Saturday, April 23, 2016

The Need for A Balanced Diet Literally Speaking

A lot of folks ask me to recommend books for their children and look somewhat askance when I suggest letting the kids choose for themselves. “But I don’t want my underage child reading trash like 50 Shades of Smut!” they protest vociferously, “Are you saying that they should be allowed to get their hands on that sort of thing?”
            Not exactly. What I mean is that youngsters should be allowed to wander about in the aisles, inhale the delicious aroma of books, soak in the ambience of unlimited stories so that they may hone in on the tomes that speak to them. In the early stages, they may just go with a book because the cover is a virulent shade of their favourite colour with glitter to boot. But gradually they will learn to hearken to the call of the voracious reader within, attuned to the lure of the alluring opus that best meets their needs.
Parents in their enthusiasm to cultivate the burgeoning reading habit of their children tend to nudge them towards books that have educational or moral value which makes the experience feel like the literary equivalent of being force fed broccoli and spinach, thereby inculcating in kids a disdain for books and sending them back into the toxic embrace of television and ipads.
Any bibliophile will tell you that for sheer entertainment value, books are hard to beat. And as with any form of divertissement, tastes are wide – ranging and there is no accounting for it. Calvin and Hobbes is as likely to stimulate the intellect as Socrates or Plato and kids may be morally enriched by a perusal not only of Aesop’s Fables but Archie comics as well.
In the course of their literary wanderings, youngsters may want to wet their whistles in erotica and dip their beaks in novels written in blood with so much graphic gore, they make your standard Quentin Tarantino and Takashi Miike fare seem on par with Disney at its most cuddly. And I say let them. Why do we always assume the worst of our children? Today’s whippersnappers are smart and perfectly capable of making wise choices for themselves.

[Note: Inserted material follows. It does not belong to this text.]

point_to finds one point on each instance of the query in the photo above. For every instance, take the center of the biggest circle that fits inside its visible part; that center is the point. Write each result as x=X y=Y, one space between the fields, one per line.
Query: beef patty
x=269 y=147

My father batted an eyelid but just barely when I opted for yet another instalment of Francine Pascal’s Sweet Valley series during our bookstore visits and much later, he might have winced when I informed him that Sade had taken up residence on my reading table. It is to his credit that he trusted me enough to believe that weird though my tastes were shaping up to be, the odds of my becoming a deranged serial killer were remote. Needless to say, his wisdom and forbearance paid off because to the best of my knowledge, I have not gone berserk, embarked on a mass – murdering spree or even done anything remotely illegal. Yet. 

An edited version of this was carried by The New Indian Express in my fortnightly column, For Crying Out Loud.